I recently sent a resume in to a PR firm that offered informational interviews. I had carefully revised my resume with input from a friend in PR. She'd shared her comments right in the draft, in 'track changes' mode. Which I forgot to turn off before I sent it in. Which the HR person immediately saw when she opened the document. Her rather tart response: "just so you know... all your changes appeared when I opened this..." Ooops. At least it wasn't for a job where appearances and attention to detail and strong communication skills are everything. Heh. Needless to say, she didn't offer me an interview.

Oh, and I thought of another one. When email was still pretty newish and when I was still in college, my signature included my full name, my nickname, my apartment address, my phone number, and my email. I am not sure how, but an email of mine made it to the wrong hands. I got a call late, late one night from this drunk guy who asked me all these questions about what I looked like, what I was studying in college, if I went out a lot. It made me really, really nervous, as it should. At the end of the conversation, drunk guy had a moment of clarity and advised me to remove all my personal info from my signature so it won't get into the wrong hands.

uh, duh.

This is not an email story, but it is embarrassing....I was calling in sick to work one morning and had to leave a voice mail on the main phone since no one was in yet. So I played it up like I was really sick (my boyfriend had the day off and I wanted to spend it with him) by making myself sound tired and groggy and I may have even coughed a few times. So then I said goodbye and hung up. I then turned to my boyfriend and said, "so do you think I pulled it off ok? Did I sound sick?" We went on to talk about something really inappropriate for awhile, and then all of the sudden, I heard a voice saying, "if you'd like to make a call, please hang up and try again..." I hadn't hung up the phone all the way! I came into work the next day and approached the office manager to find out what he had heard. He said he had heard some talking in the background but couldn't make it out clearly and so he just deleted the message. I was so relieved, but not quite sure I believed him! So now when I call in sick, even though it's the real thing, I make darn sure the phone is hung up and I keep my mouth shut at least for the first few minutes!

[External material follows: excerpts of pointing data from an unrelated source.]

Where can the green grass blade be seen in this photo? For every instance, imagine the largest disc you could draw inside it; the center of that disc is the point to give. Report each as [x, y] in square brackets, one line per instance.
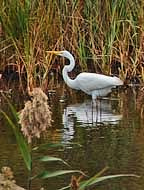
[95, 180]
[47, 174]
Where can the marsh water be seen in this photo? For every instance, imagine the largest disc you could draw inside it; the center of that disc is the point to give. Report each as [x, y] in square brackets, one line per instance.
[111, 135]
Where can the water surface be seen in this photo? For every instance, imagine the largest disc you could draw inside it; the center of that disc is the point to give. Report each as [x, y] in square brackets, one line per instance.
[111, 135]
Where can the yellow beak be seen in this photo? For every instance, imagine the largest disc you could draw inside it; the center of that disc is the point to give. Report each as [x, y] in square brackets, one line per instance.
[54, 52]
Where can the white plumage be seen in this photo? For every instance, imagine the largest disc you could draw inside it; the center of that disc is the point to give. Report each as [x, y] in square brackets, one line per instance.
[91, 83]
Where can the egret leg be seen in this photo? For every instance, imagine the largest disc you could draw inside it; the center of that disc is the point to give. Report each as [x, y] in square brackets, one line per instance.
[95, 112]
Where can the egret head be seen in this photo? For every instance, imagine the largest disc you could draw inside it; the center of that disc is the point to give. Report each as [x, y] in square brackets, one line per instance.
[64, 53]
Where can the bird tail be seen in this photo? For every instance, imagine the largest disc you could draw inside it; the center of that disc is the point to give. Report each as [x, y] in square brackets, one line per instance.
[118, 81]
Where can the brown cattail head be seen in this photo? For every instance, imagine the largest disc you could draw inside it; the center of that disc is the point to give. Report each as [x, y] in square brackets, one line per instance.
[35, 118]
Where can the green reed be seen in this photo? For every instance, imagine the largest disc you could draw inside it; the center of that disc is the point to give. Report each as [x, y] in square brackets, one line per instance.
[95, 31]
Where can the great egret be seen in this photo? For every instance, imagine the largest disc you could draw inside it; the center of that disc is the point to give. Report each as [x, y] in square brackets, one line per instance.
[91, 83]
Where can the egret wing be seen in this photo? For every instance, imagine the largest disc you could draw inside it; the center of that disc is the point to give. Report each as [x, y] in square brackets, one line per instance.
[92, 81]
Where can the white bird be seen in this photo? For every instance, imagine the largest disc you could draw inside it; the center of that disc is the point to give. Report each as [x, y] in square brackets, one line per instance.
[92, 84]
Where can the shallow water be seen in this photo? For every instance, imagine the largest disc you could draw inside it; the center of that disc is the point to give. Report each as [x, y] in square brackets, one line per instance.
[111, 135]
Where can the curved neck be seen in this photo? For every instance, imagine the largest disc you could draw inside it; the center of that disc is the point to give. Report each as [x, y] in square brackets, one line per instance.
[66, 69]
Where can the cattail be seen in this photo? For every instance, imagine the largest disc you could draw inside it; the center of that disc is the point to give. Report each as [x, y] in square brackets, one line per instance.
[35, 118]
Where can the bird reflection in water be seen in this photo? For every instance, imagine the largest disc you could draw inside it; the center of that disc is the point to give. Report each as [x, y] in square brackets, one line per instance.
[82, 114]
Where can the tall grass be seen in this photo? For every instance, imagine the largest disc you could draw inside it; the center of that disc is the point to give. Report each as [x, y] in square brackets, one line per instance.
[101, 34]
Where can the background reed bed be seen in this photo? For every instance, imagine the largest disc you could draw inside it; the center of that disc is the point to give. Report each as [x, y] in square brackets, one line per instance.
[104, 36]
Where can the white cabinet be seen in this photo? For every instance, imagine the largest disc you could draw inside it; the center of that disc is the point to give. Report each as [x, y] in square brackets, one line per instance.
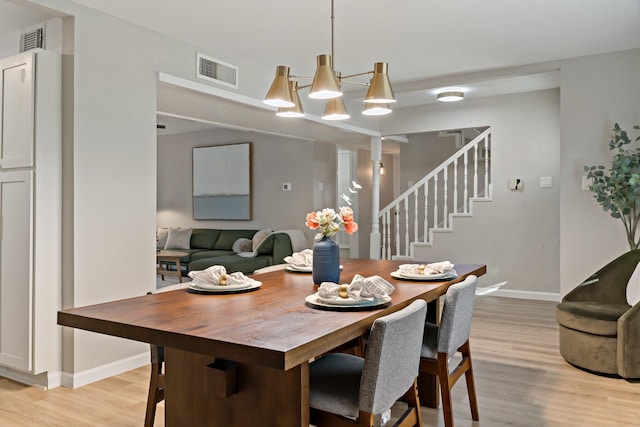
[16, 325]
[30, 213]
[17, 112]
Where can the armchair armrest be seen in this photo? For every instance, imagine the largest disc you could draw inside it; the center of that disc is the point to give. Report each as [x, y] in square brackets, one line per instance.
[628, 352]
[608, 284]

A while ago I was visiting my mom and writing a late-night email to my then-husband. I titled it, "tell me the wicked truth" and, while i won't describe all the details, went on to write an email that contained several phrases like "love kitten," "sugarpie," "mr. handsome," and so on.

The next morning, I had a response from said email, though the response came, oddly, from my contact at the company that does all the web work for my bosses. In her very short response she said, "I don't think you meant to send this to me..."

I could have died!!! I realized that the first 2 letters of her last name were the same as the first 2 letters of my husband's name, and so my auto-address thing just put her name in and i didn't even check. It still makes me embarrassed.... blushing as I type this.